Falando em rios, até aqueles que compõem paisagens mundialmente conhecidas correm risco pelo avanço da catástrofe ambiental: em Alter do Chão, as águas cristalinas do “Caribe Brasileiro” ganharam um tom turvo por causa da ganância dos garimpeiros, que despejaram toneladas de resíduos de mineração a 300 km de um dos cartões postais mais bonitos do estado, conforme confirmado em investigação da Polícia Federal.
Na contramão de tudo que seria lógico diante deste cenário, o presidente Jair Bolsonaro assinou no dia 14 um decreto criando um programa de desenvolvimento da mineração artesanal – um nome pomposo para “garimpo”, prática antiga da região que, embora permitida por lei, constantemente dribla os limites estabelecidos pela legislação e avança sobre unidades de conservação e terras indígenas.
Segundo o governo federal, o objetivo deste decreto é estimular essa atividade para que, acreditem, municípios como os do oeste do Pará tenham “desenvolvimento sustentável regional”… o que, convenhamos, é impossível através do garimpo já que a atividade, por definição, não é sustentável – acreditar nisso seria equivalente a comprar gasolina pros brigadistas da Amazônia apagarem os focos de queimada criados pela turma da soja.
Pensar em como vai ser o futuro da floresta é desolador. Se o Pará já é líder de desmatamento hoje, imagina como serão os índices de 2022 após termos uma atividade que destrói a natureza estimulada pelo próprio presidente?
E tudo isso aconteceu na mesma semana em que a Polícia Federal e o Ministério da Justiça montaram uma mega operação para combater crimes ambientais no oeste do Pará. Só que não adianta mandar agentes da PF e Força Nacional até Jacareacanga e Itaituba se a mensagem que vem do planalto é um sinal verde pro desmate.

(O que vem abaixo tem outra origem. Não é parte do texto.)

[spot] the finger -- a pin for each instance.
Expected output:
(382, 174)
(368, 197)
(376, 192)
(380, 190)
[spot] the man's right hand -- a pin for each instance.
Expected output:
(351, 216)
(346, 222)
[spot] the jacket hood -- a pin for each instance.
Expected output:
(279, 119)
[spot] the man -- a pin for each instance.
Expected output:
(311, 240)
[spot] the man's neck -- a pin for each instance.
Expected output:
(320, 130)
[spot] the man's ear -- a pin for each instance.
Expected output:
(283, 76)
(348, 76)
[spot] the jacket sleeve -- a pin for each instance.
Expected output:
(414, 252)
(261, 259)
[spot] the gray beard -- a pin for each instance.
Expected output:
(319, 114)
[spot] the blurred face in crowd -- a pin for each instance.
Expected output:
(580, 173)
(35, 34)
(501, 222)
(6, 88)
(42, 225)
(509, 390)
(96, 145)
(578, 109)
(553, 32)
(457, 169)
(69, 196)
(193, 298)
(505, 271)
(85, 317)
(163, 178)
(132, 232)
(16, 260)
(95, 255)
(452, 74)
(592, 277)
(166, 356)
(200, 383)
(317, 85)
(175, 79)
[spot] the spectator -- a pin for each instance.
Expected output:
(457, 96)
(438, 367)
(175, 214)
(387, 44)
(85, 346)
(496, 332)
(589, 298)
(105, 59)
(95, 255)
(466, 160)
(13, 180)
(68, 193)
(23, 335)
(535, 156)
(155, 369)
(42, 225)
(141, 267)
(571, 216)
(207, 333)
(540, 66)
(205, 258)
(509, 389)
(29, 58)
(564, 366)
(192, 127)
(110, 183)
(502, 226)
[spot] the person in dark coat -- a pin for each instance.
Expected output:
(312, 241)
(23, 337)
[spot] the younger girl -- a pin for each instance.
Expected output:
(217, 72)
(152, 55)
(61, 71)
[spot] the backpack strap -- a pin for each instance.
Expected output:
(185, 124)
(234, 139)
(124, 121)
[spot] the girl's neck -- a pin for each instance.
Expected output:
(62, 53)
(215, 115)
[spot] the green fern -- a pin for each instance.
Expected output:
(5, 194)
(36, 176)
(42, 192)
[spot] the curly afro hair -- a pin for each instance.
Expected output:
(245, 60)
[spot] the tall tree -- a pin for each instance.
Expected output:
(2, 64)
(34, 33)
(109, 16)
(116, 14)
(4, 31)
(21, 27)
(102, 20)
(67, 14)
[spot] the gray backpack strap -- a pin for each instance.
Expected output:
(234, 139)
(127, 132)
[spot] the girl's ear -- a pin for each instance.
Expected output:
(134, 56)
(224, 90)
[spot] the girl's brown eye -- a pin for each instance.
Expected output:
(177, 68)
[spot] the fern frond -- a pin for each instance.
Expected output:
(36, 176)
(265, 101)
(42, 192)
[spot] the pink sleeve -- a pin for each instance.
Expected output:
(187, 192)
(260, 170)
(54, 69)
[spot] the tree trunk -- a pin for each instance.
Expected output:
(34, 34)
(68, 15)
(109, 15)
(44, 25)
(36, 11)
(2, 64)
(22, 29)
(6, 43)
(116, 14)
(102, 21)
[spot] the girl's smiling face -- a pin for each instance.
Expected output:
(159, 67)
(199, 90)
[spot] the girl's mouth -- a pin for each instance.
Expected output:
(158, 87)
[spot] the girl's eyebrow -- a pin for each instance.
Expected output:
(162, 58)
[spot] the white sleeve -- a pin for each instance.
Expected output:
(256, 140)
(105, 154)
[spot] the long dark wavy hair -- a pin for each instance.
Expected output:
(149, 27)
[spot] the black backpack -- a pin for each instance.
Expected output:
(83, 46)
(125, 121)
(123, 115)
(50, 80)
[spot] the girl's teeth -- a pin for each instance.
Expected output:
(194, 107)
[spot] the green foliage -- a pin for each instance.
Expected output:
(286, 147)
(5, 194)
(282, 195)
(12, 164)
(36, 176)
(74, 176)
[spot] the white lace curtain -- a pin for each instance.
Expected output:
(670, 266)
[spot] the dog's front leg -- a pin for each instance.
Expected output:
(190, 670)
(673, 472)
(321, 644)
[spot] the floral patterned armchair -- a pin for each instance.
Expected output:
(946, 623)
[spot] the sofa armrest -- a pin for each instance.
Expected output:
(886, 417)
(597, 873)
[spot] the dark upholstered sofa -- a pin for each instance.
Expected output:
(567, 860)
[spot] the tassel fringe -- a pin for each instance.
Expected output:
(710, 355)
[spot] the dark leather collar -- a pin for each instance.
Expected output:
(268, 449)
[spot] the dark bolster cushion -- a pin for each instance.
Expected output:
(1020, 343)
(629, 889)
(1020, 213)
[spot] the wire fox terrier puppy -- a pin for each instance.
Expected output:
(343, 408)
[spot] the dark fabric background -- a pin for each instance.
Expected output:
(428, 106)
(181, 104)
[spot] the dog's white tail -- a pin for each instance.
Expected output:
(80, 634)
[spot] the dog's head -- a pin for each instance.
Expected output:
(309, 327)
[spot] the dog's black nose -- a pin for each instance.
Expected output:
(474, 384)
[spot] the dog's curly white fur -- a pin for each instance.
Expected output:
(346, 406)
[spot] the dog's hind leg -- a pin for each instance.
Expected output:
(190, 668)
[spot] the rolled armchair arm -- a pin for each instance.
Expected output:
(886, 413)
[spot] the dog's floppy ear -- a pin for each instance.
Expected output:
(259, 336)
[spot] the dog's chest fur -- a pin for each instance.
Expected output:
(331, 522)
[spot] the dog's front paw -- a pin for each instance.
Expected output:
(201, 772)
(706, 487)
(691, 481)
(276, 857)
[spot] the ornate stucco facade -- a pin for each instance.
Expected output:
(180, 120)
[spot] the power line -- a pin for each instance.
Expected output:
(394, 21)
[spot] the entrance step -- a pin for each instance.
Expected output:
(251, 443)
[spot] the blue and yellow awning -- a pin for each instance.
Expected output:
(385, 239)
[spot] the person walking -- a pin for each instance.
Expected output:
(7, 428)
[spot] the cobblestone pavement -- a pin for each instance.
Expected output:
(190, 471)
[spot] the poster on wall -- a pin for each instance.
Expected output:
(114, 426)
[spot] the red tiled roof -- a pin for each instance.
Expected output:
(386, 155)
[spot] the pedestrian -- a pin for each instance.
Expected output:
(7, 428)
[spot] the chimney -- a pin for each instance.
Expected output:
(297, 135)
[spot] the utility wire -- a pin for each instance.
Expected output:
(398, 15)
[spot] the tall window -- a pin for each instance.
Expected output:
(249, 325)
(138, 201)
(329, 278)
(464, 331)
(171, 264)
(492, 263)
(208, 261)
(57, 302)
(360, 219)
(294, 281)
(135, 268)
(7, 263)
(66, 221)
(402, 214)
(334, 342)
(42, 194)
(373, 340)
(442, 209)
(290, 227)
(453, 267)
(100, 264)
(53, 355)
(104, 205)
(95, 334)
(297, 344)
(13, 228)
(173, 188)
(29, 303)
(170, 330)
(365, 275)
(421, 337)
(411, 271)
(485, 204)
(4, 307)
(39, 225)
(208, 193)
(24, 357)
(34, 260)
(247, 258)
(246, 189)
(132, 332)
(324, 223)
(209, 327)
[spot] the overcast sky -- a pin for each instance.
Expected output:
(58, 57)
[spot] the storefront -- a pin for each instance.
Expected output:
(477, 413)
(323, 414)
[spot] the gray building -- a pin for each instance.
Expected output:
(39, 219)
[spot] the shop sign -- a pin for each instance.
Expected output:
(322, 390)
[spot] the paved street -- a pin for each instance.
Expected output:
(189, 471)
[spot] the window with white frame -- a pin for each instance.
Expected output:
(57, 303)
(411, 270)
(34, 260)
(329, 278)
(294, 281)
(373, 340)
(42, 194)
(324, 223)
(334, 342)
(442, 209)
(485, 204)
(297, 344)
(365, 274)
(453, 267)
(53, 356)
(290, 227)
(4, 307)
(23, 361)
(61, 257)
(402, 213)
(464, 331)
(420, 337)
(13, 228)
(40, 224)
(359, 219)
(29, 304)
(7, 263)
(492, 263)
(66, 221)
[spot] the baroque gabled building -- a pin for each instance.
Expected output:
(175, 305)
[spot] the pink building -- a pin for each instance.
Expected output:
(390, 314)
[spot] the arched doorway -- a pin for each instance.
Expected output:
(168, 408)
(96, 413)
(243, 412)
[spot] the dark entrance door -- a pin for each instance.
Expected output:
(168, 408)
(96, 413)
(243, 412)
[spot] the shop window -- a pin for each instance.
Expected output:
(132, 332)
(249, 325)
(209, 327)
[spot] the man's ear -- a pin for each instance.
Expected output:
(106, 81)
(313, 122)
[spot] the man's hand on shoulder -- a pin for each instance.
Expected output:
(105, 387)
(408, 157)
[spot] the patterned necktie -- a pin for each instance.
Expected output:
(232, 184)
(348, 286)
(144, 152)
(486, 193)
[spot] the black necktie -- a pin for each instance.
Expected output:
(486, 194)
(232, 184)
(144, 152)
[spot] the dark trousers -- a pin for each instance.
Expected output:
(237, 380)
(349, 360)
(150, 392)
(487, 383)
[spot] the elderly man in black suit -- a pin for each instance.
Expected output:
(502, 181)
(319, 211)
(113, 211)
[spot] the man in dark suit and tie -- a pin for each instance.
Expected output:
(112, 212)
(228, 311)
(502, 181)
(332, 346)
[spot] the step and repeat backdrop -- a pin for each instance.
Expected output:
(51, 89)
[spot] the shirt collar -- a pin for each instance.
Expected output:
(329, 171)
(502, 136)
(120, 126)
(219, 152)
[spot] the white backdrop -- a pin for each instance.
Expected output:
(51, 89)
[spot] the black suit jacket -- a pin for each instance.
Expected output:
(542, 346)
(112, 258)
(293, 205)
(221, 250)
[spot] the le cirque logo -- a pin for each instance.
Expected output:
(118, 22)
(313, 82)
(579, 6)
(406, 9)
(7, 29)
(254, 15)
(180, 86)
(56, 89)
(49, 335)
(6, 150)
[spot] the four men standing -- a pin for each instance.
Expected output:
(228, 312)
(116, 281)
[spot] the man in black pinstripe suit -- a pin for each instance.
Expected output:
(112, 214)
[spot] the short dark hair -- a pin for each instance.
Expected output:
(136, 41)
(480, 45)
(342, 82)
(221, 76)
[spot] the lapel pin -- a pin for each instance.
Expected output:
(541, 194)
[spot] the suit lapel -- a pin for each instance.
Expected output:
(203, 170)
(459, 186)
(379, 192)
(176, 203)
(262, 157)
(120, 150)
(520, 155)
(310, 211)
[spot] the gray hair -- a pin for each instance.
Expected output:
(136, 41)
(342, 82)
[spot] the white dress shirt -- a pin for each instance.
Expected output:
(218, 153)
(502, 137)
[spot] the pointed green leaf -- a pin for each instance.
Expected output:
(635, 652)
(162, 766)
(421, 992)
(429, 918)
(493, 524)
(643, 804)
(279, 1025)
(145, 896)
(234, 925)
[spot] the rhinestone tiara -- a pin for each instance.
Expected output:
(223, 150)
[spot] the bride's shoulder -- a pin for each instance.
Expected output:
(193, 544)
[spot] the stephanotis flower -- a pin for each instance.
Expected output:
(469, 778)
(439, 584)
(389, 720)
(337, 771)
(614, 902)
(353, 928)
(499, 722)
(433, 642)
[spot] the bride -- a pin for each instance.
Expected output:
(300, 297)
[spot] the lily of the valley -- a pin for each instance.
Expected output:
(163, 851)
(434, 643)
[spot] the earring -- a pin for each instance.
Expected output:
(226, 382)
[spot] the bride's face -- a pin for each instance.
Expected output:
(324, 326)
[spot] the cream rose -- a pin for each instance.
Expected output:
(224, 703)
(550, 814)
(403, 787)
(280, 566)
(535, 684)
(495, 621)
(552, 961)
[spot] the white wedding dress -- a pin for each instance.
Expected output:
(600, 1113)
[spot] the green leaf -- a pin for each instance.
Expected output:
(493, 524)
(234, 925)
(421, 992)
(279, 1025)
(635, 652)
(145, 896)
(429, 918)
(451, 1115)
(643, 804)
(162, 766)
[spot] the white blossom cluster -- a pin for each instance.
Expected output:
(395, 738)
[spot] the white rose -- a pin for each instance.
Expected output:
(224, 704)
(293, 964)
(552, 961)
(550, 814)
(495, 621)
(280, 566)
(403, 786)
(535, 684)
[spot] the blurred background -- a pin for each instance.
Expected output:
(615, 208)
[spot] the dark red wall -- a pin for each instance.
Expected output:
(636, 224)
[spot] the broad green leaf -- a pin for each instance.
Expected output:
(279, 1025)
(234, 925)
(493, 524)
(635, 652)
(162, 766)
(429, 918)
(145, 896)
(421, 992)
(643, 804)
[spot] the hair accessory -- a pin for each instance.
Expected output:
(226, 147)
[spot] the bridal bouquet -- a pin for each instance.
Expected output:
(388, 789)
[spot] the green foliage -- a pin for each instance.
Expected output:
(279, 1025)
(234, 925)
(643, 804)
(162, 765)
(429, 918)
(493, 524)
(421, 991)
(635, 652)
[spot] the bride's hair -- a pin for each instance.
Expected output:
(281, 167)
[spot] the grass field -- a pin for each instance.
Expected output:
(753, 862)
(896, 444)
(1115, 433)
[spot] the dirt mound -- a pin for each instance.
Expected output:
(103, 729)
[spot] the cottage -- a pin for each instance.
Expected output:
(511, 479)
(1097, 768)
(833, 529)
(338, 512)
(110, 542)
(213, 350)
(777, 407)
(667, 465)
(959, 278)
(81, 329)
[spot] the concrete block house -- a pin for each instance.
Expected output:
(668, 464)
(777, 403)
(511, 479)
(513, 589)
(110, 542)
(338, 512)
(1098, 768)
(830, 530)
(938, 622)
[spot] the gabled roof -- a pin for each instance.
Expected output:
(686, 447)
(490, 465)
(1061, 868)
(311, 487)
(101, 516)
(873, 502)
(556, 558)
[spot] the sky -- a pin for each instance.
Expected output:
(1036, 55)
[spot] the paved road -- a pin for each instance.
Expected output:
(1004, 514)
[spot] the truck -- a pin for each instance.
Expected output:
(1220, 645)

Com uma canetada, o presidente desmoraliza a mobilização dessas tropas que, durante a execução do seu trabalho, precisam driblar a resistência de parcela da população que é favorável ao avanço do fogo e do mercúrio. O resultado disso é que durante a semana garimpeiros cercaram a base do ICMBio em Jacareacanga, exigindo o fim da fiscalização enquanto tocavam o hino nacional – uma música que, de 2018 pra cá, está inegavelmente associada a uma marcha de morte na floresta. Resta saber se ainda dá tempo de virar esse disco.